Japanese entrepreneur, founder and editor-in-chief

Bungaku Ito (Jap. 伊藤 文學 new characters 伊藤 文学; born March 19, 1932) is a Japanese entrepreneur, founder and editor-in-chief of Japan's first commercially based homosexuality magazine Barazoku. He is the president of Daini-Shobo (Jap. 株式会社第二書房).

== Biography ==

Bungaku Ito was born in Tokyo in 1932 in a family of publisher Toichi Ito. Ito graduated from Komazawa University with a degree in Japanese literature. He was interested in Japanese poetry and was a member of university literary circles.

In 1948, Toichi Ito founded a small publishing house called Daini-Shobo. After graduation, Bungaku Ito joined his father's company and began to study publishing. Daini Shobo was not doing very well at the time: it focused on publishing collections of poetry, and although the reviews of some of them by literary critics were positive, they did not sell much.

In 1962, Bungaku Ito, who had almost taken over the publishing house by then, decided to publish a series of erotic literature called Night Books (Jap ナイト・ブックス). The series became popular, with more than 60 books published, and Ito decided that his publishing house needed to focus on erotica.

In 1966, Daini Shobo, run by Ito alone, published Alone Sex Life: For the Days of Solitude (Jap. ひとりぼっちの性生活=孤独に生きる日々のために) by Masami Akiyama (秋山正美). The book described the process of masturbation. At the time, other publishers did not want to publish such literature, however, the book sold well (several tens of thousands of copies were sold out). In the same year, Ito published two more of Akiyama's books, after which the publisher began to receive letters with questions and opinions from readers, mainly homosexual readers.

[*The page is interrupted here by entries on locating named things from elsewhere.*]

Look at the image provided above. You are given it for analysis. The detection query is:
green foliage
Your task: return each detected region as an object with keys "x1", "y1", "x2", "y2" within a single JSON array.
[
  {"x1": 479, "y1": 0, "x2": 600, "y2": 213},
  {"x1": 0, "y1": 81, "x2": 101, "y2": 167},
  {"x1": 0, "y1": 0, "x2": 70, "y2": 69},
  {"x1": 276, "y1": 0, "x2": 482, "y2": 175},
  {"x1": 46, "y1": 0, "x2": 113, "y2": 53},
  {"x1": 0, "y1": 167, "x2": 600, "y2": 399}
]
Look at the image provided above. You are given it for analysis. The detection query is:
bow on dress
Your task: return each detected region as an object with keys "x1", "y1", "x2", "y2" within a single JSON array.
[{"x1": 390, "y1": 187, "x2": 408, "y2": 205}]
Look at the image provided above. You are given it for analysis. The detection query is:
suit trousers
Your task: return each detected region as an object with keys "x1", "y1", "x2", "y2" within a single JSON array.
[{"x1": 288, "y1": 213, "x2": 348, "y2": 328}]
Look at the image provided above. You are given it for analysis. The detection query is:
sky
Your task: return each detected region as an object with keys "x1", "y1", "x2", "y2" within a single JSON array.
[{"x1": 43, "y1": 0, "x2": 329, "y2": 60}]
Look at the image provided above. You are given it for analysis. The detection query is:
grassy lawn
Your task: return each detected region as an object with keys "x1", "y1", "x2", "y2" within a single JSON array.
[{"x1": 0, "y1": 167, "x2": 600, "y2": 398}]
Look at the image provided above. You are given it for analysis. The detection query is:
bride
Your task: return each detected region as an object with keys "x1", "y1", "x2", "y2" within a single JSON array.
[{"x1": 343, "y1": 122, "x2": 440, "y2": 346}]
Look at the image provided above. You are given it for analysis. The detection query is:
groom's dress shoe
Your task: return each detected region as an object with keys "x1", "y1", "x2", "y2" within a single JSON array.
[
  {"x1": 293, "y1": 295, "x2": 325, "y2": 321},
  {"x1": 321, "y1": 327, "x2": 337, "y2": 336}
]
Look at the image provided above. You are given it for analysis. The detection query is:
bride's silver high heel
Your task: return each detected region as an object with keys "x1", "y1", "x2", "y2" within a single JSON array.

In 1968, Ito published two new books by Akiyama, aimed at a homosexual audience 30,000 copies of which were sold. However, many customers were embarrassed to buy the book in stores and came directly to the publisher for it.

Ito started to publish materials for homosexual audiences and decided to publish a gay magazine to stand up for people suffering from discrimination and reduce social prejudice against them

The first issue of Barazoku was published on July 30, 1971, and was the first gay magazine in Japan that could be purchased in stores (before that, only self-published magazines were available).

Barazoku was published for 33 years, and remained one of the most popular gay press publications in Japan.

== Personal life ==
In 1958, Ito married Kimiko Kawashima. They have son Fumihito. On January 11, 1970, his wife died at the age of 33 from carbon monoxide poisoning. In October of the same year, Ito married for the second time. He had another son, Fumihisa, by his second wife.